Hi,

Thanks a lot for the suggestions! While git is out of the question (too little 
time to introduce it and practice it), I will definitely consider the elements 
of peer evaluation or group work that you mention (group code of conduct, 
public self-assessment and explicit list of contributions). CATME also looks 
very interesting. Food for thought!

Thanks again,
Jarek


On 18 January 2019 at 16:53:03, Madeleine Bonsma 
([email protected]<mailto:[email protected]>) wrote:

Hi Jarek,

I and some colleagues ran a course that sounds quite similar, at least in 
structure and goals - it was an introduction to R and statistical data analysis 
for ecology<https://uoftcoders.github.io/rcourse/>. We had groups of 4 students 
working on a data analysis project at the end, and to assess their group 
contributions we had them each submit a one-paragraph self-assessment along 
with the project, outlining what their contribution to the project was. Very 
similar to what Sarah said, and I agree with her on the benefits of doing that 
in a way that all group members can see.

We had tried in a previous version of the course to use GitHub contributions to 
track group participation, but since Git was so new to the students, there was 
often one student in the group who did most of the GitHub management, and we 
felt it would be unfair to penalize them for distributing the labour in that 
way.

Another thing that I cannot recommend enough: if possible, get each group to 
make themselves a code of conduct.

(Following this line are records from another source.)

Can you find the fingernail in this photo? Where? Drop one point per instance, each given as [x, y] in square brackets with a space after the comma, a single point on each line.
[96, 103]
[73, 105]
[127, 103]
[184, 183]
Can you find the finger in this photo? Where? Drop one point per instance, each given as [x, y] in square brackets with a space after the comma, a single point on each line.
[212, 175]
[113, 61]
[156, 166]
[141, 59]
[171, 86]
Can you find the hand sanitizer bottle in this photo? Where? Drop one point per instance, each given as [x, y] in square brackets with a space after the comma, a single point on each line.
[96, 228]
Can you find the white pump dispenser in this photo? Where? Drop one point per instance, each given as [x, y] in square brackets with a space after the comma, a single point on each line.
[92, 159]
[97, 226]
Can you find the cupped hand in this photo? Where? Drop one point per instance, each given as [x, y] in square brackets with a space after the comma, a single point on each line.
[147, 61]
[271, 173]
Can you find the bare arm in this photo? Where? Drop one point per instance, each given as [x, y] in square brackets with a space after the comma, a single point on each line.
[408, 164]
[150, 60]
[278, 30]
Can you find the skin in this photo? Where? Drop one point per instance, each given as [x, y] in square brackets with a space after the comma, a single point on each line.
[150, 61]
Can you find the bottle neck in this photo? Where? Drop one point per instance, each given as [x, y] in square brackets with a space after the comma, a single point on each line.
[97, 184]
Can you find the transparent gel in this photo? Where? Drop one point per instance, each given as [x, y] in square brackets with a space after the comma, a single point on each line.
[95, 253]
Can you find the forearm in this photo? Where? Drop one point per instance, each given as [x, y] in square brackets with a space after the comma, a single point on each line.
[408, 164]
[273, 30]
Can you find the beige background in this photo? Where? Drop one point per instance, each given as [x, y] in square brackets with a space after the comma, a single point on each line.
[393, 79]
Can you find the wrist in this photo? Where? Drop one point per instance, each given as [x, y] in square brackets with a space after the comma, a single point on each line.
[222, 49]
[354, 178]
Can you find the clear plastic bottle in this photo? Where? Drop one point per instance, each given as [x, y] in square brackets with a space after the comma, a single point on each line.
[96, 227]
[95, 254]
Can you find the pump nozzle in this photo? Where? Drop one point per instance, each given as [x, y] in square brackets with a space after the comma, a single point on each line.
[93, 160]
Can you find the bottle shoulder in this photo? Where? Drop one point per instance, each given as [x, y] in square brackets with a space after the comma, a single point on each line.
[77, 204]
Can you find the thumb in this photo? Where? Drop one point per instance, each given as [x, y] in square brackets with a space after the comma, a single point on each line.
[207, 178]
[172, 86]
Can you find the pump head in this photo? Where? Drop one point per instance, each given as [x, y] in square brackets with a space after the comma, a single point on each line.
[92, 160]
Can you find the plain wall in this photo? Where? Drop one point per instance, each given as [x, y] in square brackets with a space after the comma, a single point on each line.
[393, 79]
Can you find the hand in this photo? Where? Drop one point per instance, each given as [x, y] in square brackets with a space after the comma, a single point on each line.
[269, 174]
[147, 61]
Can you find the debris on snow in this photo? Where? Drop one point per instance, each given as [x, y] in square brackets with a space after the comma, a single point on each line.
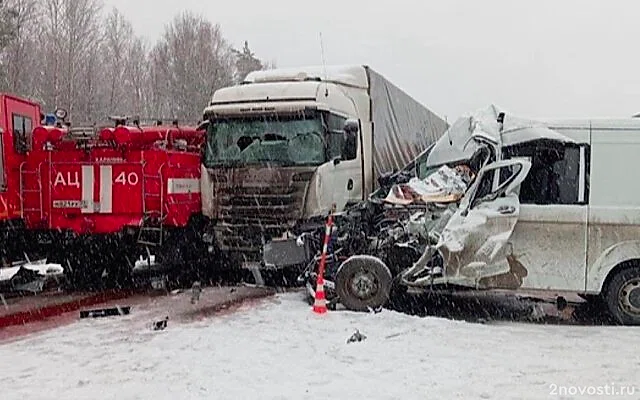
[356, 337]
[161, 325]
[196, 289]
[105, 312]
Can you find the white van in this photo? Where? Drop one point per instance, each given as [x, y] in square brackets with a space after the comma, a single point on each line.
[559, 211]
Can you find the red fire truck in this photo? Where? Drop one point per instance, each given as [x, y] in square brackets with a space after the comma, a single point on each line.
[96, 200]
[18, 117]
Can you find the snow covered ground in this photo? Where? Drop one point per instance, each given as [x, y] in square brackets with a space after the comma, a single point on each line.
[279, 349]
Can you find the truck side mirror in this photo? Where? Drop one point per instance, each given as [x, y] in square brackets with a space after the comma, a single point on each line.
[350, 145]
[352, 125]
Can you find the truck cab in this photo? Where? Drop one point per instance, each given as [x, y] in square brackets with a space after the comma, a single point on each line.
[286, 146]
[18, 118]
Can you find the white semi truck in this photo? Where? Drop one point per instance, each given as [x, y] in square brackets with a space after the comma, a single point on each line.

From what I saw, this really helped with the 
tone of the group work and the eagerness of everyone to contribute to their 
groups.

Best,
Madeleine

On Fri, Jan 18, 2019 at 5:33 PM Sarah Supp 
<[email protected]<mailto:[email protected]>> wrote:
Both of these suggestions are great - peer evaluation and using GitHub or 
another tool to track evaluations. Another thing I sometimes do in a group 
project situation is have students add a "Personnel" or "Contributions" 
section, where they need to list each of their names and write about what 
aspects of the project they took the lead on and contributed to. I think for 
many students, when they have to "claim" parts of the project officially in 
writing, it feels a little more real and like there's some weight to actually 
making a significant contribution vs free riding. They also might get some real 
pushback from their peers if at the end of the project someone claimed to take 
lead on something that they actually contributed little to, and become apparent 
to the instructor.

Good luck!

On Fri, Jan 18, 2019 at 9:56 AM Erika Mesh 
<[email protected]<mailto:[email protected]>> wrote:
Hi Jarek,

I teach a lot of group projects here at RIT. Peer evaluations is  a huge 
element of being able to assess contributions. I also have groups keep 
everything in GitHub so that I can objectively see evidence of what they report 
in the peer evals. I then generally say that I “reserve the right” to adjust a 
student’s grade up or down based on the evals + my observations of their 
engagement in the project.

Catme.org is another great resource about peer evals and managing group work.

--Erika

Erika S. Mesh, GOL-2573
Visiting Lecturer, School of Interactive Games & Media
Rochester Institute of Technology
[email protected]<mailto:[email protected]>

From: Jarek Bryk via discuss 
<[email protected]<mailto:[email protected]>>
Sent: Friday, January 18, 2019 9:41 AM
To: discuss 
<[email protected]<mailto:[email protected]>>
Subject: Re: [discuss] Ideas needed for asessment of group-based data analysis 
project

Hi,

The projects would be group responsibility and they will be of sufficient 
complexity that working on them only during the class will not be sufficient 
(at least not for all groups). I can also imagine a scenario where a group 
decides to split tasks to different individuals (and of course we cannot 
control what students would work on outside the class). So I think the answer 
to your question is mostly - but not entirely - in-class group work :-) This 
group work throughput the project is what assessment of is giving me headaches.

Best
Jarek


On 18 January 2019 at 13:56:21, Leinweber, Katrin 
([email protected]<mailto:[email protected]>) wrote:
Hi Jarek,

That sounds interesting! One question to clarify: Will the students work on the 
group projects only together during the class (thus creating a 
pair-/mob-programming-like situation) or also individually outside of class 
(and for example bringing completed subtask to the next time their group meets)?

As I understand this now, I think the two different situations may have very 
different biases attached to the perception of individual contributions.